Hello!
I experience problems trying to set up eGPU video card on Ubuntu 24.04.
My goal is to enable hot-plugging of eGPU, however, no matter what I do it always fails. In the beginning I had PCI error indicating that there are no free addresses, after tuning the configs my eGPU is recognized by OS, visible in lspci, but nvidia-smi still fails to detect the card. Since I do not know how to proceed further I ask for a help there :)
The things I have done so far:
Enabled ‘AllowExternalGpus’ option.
Tweaked kernel parameters to: quiet splash pci=realloc,assign-busses,hpbussize=0x10,hpmmiosize=32M,hpmmioprefsize=256M
Played with BIOS parameters (disabled security and secureboot).
Currently whenever I plug the eGPU, I see that it is sometimes correctly recognized and addressed, visible by lspci:
sashamikoff@sashamikoff-ThinkPad-T480s:~$ lspci | grep -i nvi
01:00.0 3D controller: NVIDIA Corporation GP108M [GeForce MX150] (rev a1)
0a:00.0 VGA compatible controller: NVIDIA Corporation TU106 [GeForce RTX 2070] (rev a1)
0a:00.1 Audio device: NVIDIA Corporation TU106 High Definition Audio Controller (rev a1)
0a:00.2 USB controller: NVIDIA Corporation TU106 USB 3.1 Host Controller (rev a1)
0a:00.3 Serial bus controller: NVIDIA Corporation TU106 USB Type-C UCSI Controller (rev a1)
but it is never recongized by nvidia-smi.
If I restart the machine with the eGPU plugged in, it is visible to nvidia-smi and I can use it.
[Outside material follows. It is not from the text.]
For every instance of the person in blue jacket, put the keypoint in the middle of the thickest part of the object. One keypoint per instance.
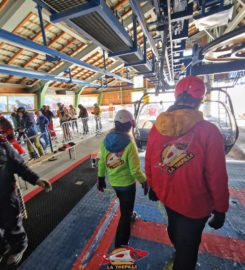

[ 375.608912] pci 0000:0a:00.0: BAR 1 [mem size 0x10000000 64bit pref]: can't assign; no space
[ 375.608915] pci 0000:0a:00.0: BAR 1 [mem size 0x10000000 64bit pref]: failed to assign
[ 375.608917] pci 0000:0a:00.0: BAR 3 [mem size 0x02000000 64bit pref]: can't assign; no space
[ 375.608919] pci 0000:0a:00.0: BAR 3 [mem size 0x02000000 64bit pref]: failed to assign
[ 375.608922] pci 0000:0a:00.0: BAR 0 [mem 0xc5000000-0xc5ffffff]: assigned
[ 375.608933] pci 0000:0a:00.0: ROM [mem 0xc4800000-0xc487ffff pref]: assigned
[ 375.608936] pci 0000:0a:00.2: BAR 0 [mem 0xc4880000-0xc48bffff 64bit pref]: assigned
[ 375.608969] pci 0000:0a:00.2: BAR 3 [mem 0xc48c0000-0xc48cffff 64bit pref]: assigned
[ 375.609002] pci 0000:0a:00.1: BAR 0 [mem 0xc48d0000-0xc48d3fff]: assigned
[ 375.609014] pci 0000:0a:00.3: BAR 0 [mem 0xc48d4000-0xc48d4fff]: assigned
[ 375.609031] pci 0000:0a:00.0: BAR 5 [io size 0x0080]: can't assign; no space
[ 375.609034] pci 0000:0a:00.0: BAR 5 [io size 0x0080]: failed to assign
The laptop’s bios only has 32bit resources enabled, not sufficient for a third gpu. You might check if you can disable the internal mx150 completely tofree up address space.
Ok, after playing a little bit around it and attaching my eGPU not through the docking station, but directly to a laptop I am able to see the card. There are now any errors in all the logs.
The card, however, is still absent from nvidia-smi.